'To rend our clothes as mourners' - Neveh Shalom hosts vigil for hostages

PHOTO: In this image from a livestream recording,Congregation Neveh Shalom Cantor Eyal Bitton sings at Vigil for the Hostages Monday, Sept. 2 at the synagogue. Hundreds gathered in person and online to mourn the loss of six hostages murdered by Hamas the weekend prior. (Courtesy Congregation Neveh Shalom)
The Jewish Review staff
“In an ideal world, the only gatherings we’d have would be to celebrate blessings…. But today, we find ourselves in the midst of what feels like ongoing curses,” Rabbi Eve Posen said from the bimah of Congregation Neveh Shalom’s main sanctuary Monday, Sept. 2.
Her words alluded to the opening of Parsha Re’eh, read from Deutronomy just two days before: “See, this day I set before you blessing and curse.” The curse that brought Posen to the bimah and more than 300 people to the synagogue, with another 250 watching via livestream, was the announcement of the murder of hostages Hersh Goldberg-Polin, Eden Yerushalmi, Carmel Gat, Almog Sarusi, Alex Lobanov and Ori Danino by Hamas in Gaza that weekend. 
“For 332 days we’ve come together with hope in our hearts that the hostages would come home, and in recent weeks that hope was palpable,” Rabbi Posen said. “There’s no meaning that helps us out of our desperate discomfort with this awful reality.”
When the news came, just as Shabbat was ending in Portland, Rabbi Posen told The Jewish Review that she quickly connected with the rest of Neveh Shalom’s staff and others to ensure that this vigil was available to both the Neveh Shalom community and the broader Jewish community in Portland, as an opportunity to sit shiva for those who had been killed. 
“We’ve come together this evening to mourn. To rend our clothes as mourners. To fulfill our need to know that we are not alone. We need justice, a cessation to war, and the return of the remaining hostages,” she told the assembled audience. “We can cry our hot and angry tears. And then, with the strength of one another, we must pick ourselves up and begin again to do the impossible work of making our world a better place.”
Following her remarks, Rabbi David Kosak, Neveh Shalom’s Senior Rabbi, read from Psalm 130.
“There’s a capacity of the Book of Psalms to find for us the words that we struggle to find at a difficult moment,” he said. Fittingly, he read, in Hebrew and then English, from the Psalm, “Out of the depths I call you, oh Lord. Oh, Lord, listen to my cry, be attentive to my pleas for mercy. “
Efrat Avsker, spoke of her brother, Ohad, and 100 others who are still in captivity.
“This number is dwindling, and not because hostages are being freed alive,” she lamented. 
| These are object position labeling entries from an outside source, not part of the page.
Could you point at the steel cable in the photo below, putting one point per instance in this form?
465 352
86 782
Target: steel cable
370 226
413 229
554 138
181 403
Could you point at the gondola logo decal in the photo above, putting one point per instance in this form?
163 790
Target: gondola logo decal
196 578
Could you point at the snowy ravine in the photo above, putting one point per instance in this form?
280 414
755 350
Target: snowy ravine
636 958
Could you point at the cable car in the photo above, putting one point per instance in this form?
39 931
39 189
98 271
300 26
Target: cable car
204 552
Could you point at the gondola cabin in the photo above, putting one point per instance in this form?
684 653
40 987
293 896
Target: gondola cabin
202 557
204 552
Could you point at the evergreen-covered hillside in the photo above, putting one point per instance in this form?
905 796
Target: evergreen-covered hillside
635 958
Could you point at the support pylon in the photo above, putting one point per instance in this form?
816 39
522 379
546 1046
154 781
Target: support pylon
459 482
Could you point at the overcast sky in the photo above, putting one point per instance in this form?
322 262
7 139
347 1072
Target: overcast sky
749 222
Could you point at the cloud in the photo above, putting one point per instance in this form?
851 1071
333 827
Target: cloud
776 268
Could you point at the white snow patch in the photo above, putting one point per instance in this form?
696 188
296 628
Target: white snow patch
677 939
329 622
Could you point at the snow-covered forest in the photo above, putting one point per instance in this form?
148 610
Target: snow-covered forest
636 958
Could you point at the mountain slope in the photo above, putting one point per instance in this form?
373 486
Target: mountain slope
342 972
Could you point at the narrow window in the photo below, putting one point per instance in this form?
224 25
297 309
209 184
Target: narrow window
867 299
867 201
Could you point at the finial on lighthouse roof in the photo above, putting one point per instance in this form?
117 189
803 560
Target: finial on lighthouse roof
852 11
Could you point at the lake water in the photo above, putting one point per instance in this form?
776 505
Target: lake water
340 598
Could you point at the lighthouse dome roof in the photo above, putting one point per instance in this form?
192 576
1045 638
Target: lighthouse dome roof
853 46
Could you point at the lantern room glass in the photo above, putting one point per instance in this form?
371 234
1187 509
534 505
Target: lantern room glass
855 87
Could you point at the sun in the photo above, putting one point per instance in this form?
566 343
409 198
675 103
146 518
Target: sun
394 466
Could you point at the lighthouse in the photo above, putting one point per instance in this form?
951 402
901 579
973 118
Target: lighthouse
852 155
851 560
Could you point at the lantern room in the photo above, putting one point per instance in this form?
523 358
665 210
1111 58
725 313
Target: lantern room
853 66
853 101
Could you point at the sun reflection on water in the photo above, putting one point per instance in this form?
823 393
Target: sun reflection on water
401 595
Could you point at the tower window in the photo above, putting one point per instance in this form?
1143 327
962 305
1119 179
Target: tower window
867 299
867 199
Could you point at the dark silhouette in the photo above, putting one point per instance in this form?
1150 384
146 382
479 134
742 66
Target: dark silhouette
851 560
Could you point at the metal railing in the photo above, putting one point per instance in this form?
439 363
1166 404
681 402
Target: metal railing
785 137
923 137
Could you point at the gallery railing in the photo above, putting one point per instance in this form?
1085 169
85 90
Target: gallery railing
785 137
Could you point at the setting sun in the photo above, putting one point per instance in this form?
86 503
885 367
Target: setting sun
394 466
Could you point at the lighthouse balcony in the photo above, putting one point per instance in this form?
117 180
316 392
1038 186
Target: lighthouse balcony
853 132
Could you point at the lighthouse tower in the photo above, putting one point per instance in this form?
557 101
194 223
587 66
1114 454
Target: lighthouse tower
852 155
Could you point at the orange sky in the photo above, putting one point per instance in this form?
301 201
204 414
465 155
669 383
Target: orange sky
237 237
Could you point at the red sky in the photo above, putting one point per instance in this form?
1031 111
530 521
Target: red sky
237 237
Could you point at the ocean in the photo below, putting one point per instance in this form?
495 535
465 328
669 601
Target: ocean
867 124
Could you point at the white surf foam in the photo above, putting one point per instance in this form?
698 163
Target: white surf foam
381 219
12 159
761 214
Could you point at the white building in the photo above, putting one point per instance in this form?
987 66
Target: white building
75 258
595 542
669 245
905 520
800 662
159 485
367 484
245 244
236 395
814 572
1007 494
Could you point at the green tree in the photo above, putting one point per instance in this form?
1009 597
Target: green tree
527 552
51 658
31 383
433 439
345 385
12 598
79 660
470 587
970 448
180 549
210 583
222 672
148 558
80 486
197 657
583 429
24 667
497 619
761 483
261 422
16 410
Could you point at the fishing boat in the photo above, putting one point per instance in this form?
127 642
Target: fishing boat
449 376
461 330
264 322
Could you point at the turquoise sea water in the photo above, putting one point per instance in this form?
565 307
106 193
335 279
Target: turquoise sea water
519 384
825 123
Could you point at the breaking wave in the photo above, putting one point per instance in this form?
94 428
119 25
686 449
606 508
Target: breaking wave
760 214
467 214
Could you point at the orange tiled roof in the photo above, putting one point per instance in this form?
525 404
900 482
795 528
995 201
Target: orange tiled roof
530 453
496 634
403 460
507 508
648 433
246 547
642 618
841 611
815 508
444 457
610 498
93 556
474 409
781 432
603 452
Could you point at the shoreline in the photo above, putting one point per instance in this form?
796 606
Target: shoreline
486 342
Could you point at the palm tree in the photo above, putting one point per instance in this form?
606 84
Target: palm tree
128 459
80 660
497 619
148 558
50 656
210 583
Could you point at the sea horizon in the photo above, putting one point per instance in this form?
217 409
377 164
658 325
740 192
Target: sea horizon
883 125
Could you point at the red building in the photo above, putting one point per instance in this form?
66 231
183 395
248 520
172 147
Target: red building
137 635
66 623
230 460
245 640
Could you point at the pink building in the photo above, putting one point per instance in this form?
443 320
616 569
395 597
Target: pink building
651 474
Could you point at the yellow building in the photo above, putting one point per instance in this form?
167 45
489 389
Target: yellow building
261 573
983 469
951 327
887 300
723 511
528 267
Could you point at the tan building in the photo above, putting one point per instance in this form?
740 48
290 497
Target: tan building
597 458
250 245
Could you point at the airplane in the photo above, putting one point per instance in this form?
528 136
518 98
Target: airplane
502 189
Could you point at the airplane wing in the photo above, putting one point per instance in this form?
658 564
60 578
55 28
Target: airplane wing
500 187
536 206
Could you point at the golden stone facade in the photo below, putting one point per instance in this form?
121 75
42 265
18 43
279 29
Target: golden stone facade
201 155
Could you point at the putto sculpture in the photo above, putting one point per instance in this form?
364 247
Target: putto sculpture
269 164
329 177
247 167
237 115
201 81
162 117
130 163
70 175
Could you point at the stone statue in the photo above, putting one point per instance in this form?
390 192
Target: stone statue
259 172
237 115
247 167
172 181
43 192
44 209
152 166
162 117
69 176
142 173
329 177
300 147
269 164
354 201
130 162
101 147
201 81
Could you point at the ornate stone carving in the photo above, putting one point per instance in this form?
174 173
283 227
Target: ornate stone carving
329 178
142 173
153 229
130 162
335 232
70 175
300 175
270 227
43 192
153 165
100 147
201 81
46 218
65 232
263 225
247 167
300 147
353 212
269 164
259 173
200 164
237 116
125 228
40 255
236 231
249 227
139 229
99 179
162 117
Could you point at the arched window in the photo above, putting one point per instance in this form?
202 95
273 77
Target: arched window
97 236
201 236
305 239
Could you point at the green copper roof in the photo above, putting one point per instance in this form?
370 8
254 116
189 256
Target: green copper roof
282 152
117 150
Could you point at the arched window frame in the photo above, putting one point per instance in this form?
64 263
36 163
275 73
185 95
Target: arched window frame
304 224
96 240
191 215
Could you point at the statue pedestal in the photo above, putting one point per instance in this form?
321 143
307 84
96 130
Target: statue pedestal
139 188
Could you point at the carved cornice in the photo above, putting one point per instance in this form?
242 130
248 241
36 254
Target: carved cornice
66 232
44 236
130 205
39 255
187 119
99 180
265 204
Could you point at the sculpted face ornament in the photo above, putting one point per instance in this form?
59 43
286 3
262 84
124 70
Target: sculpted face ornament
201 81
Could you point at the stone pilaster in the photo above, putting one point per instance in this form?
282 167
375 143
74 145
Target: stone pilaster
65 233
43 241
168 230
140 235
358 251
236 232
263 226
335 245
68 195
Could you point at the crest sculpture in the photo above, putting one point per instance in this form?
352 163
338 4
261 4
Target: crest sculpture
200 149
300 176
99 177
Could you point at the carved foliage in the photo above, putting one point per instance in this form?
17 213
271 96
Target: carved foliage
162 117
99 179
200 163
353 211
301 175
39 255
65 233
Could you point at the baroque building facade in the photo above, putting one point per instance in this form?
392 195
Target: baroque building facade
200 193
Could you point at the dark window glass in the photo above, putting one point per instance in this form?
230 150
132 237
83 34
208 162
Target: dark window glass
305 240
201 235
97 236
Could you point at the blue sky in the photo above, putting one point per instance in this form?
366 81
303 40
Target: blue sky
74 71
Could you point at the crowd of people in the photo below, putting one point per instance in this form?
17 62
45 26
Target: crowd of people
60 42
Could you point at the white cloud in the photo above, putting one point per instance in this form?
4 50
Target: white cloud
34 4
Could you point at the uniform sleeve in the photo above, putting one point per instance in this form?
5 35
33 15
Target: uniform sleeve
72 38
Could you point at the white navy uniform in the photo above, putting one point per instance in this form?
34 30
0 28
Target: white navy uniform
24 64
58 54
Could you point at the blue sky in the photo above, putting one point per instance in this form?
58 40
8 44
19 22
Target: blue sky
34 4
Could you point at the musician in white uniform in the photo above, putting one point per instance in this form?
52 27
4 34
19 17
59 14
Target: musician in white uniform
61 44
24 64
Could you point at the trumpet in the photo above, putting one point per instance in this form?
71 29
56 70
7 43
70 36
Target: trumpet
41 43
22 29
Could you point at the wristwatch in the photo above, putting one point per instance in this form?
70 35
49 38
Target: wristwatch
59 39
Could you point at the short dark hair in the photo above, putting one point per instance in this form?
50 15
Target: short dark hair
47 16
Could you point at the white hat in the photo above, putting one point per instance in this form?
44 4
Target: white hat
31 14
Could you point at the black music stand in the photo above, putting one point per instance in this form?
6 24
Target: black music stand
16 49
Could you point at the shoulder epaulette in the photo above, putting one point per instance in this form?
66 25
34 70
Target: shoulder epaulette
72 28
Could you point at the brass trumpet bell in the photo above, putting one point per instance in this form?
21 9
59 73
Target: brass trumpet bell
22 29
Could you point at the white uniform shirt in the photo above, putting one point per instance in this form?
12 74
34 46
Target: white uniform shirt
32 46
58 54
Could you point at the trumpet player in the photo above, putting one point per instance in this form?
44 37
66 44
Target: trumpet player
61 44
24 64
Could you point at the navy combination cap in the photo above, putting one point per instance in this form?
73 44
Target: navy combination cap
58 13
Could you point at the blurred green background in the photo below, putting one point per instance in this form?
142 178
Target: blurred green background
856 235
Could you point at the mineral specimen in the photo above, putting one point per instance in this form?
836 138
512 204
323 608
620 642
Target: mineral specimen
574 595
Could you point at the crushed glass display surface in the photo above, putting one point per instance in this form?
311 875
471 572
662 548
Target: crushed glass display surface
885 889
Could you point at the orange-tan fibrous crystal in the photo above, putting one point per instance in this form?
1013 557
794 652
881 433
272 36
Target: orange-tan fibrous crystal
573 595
“It was overpowering in a sense of communal loss, but personal loss as well,” Rabbi Posen told The Jewish Review after the vigil. “So to have Efrat there to speak was a space of reminding us that there’s still hope; her brother, as far as she knows, is still alive.”
CNS Executive Director Marlene Edenzon and Jewish Federation of Greater Portland President and CEO Marc Blattner shared biographical details of each of the six victims before Cantor Bitton lead the recitation of El Malei Rachamim – “God full of mercy.”
CNS educators Mel Berwin and Etti Segal shared a poem, “Instinct,” by Israeli author Sarai Shavit, written from the perspective of a parent reassuring a child in the midst of ongoing terror – Segal in the original Hebrew, Berwin in English, before Rabbi Posen led the assembly in the Mourner’s Kaddish.
Cantor Bitton closed the service – as a show of solidarity and, perhaps, a nod to the hope that Rabbi Posen spoke of – with Israel’s national anthem, HaTikvah – “The Hope.”